I am interested in building a dining table and the plans call for the use of Birch plywood, I am wondering and looking for information on how to use a hardwood like cherry or mahogany or other suitable wood. The question is there a procedure for this type of construction


----------



## CaptainSkully (Aug 28, 2008)

I'm currently building a craftsman dining table out of quartersawn white oak. Check out my blog here. Feel free to PM me if you have any questions. I'm certainly no expert, but the top turned out exactly like I wanted. Good luck!
.








.
They probably call for plywood to keep the wood from expanding across the grain. My old table swells 1/4" side to side during the year, hence the new breadboard end design. If you use hardwood, make sure you account for this in your design.


----------



## TopamaxSurvivor (May 2, 2008)

CaptainSkully, so what happens during swelling season? Does the hardwood stick out 1/8" on both sides of the bread board end? thx,


----------



## CaptainSkully (Aug 28, 2008)

Good question. The breadboard ends stick out 1/2" on either side, and the wood is moist from being out in the garage. The top can expand up to an inch before encroaching on the pyramid ends. I think there's a percentage figure for that I saw somewhere. Also, I'm using quartersawn white oak, which is more stable.
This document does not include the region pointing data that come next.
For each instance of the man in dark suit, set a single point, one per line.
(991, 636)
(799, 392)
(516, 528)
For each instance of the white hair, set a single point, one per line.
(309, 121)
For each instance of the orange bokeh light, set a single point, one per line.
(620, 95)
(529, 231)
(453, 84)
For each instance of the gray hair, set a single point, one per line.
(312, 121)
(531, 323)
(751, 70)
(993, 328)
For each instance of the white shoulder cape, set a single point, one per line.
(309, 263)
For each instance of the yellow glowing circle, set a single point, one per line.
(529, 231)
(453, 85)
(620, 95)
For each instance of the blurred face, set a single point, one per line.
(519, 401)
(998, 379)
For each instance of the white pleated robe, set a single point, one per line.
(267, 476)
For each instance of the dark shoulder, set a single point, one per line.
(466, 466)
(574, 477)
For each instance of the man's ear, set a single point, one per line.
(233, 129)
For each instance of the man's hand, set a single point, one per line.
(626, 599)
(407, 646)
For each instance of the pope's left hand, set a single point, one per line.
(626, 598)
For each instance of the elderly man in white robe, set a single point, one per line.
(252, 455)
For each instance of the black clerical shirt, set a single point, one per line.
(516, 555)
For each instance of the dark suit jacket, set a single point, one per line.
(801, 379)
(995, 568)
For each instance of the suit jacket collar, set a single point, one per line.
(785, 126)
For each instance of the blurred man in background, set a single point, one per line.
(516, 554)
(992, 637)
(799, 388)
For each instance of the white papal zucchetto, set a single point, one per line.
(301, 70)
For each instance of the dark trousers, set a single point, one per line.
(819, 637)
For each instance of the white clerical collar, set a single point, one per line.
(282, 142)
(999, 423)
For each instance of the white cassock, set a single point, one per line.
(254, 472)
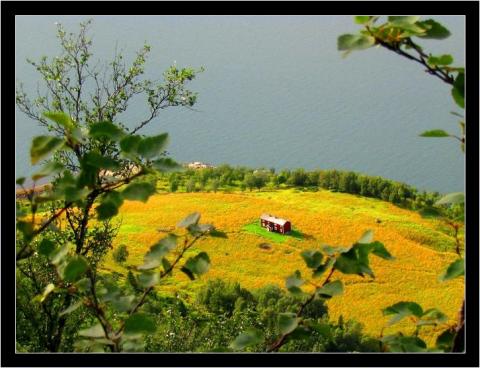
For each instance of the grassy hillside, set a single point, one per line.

I have a strong suspicion that the wood will shrink a bit once it's encapsulated with finish and comes inside. Because it's got leaves, the breadboard ends are completely independent from the top so both float and are just clamped side by side by the hardware.
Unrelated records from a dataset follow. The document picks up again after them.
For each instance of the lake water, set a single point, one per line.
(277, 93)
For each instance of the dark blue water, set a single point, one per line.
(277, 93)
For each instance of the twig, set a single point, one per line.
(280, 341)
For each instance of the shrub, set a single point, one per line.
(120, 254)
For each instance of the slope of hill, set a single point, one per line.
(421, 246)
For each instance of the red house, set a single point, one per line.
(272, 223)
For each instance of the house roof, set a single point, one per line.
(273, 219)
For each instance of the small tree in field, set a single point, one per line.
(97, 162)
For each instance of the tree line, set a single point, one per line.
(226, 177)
My old riftsawn red oak dining table done years ago has attached breadboard ends and I naively cut it to length as the width of the top. For about three months every year in the Texas heat, the top stuck out on both sides. This was part of the inspiration to redeem myself with a new table. The leaves actually made designing the breadboard end attachment easier. I'll still get to address that subject on my Aurora sofa table project, but the top will be considerably smaller, hence less movement.


----------